I think it's more economical and sustainable this way - the garlic comes direct from the farmer without any plastic packaging, and has less carbon footprint because the garlic wasn't processed by machines and then shipped to supermarkets. In this post, I'll share my quick and easy technique for peeling garlic.
First, pick off your cloves from the bulb, and lay the flat side down - the side that was closest to the "heart" of the garlic - on your cutting board with the curved side up. Then, take your chef's knife and with one hand holding the knife handle, lay either flat side of the knife on top of the garlic clove. The garlic should be closer to the knife handle than the center of the blade.
With your free hand, slap the heel of your hand down and smash the side of the blade against the garlic clove. Voilà! The outer skin is magically detached from the clove, and you now have a perfectly peeled clove ready for chopping or placing in the rolling garlic chopper.

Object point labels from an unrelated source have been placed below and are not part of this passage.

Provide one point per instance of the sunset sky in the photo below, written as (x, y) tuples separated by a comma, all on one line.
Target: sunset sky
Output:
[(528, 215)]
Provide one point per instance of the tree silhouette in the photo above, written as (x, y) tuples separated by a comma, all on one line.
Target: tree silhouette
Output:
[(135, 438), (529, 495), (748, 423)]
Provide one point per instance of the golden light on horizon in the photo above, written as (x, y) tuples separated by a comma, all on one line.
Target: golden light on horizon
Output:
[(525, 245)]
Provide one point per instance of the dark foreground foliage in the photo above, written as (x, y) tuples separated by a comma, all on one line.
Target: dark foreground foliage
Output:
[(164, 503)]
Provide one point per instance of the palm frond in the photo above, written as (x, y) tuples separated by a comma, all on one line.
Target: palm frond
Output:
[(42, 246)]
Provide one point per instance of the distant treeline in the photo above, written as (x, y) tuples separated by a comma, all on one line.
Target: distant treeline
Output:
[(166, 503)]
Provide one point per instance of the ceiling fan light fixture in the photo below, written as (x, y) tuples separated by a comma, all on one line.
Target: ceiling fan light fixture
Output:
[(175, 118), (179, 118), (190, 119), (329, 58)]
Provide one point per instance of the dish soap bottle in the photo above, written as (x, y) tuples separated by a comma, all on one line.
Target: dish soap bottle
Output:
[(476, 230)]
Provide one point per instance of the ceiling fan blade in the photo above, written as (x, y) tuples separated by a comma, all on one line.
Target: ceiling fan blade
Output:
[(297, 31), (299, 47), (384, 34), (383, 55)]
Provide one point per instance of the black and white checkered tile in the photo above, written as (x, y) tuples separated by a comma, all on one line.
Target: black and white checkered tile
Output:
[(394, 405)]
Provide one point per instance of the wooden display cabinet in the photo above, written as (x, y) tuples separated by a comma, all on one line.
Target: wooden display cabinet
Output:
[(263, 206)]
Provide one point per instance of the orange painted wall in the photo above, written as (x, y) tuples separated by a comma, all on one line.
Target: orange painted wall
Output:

On their first try, most people don't hit the blade hard enough and end up hitting it two or three times. With enough practice, you'll get the hang of figuring out how much force you need so you only have to smash the knife blade once. In no time, you'll be a seasoned pro, pounding away at garlic and quickly getting enough peeled cloves to make Chicken with Forty Cloves of Garlic without breaking in a sweat. Oh, and don't forget to sweep the skins in your compost bin!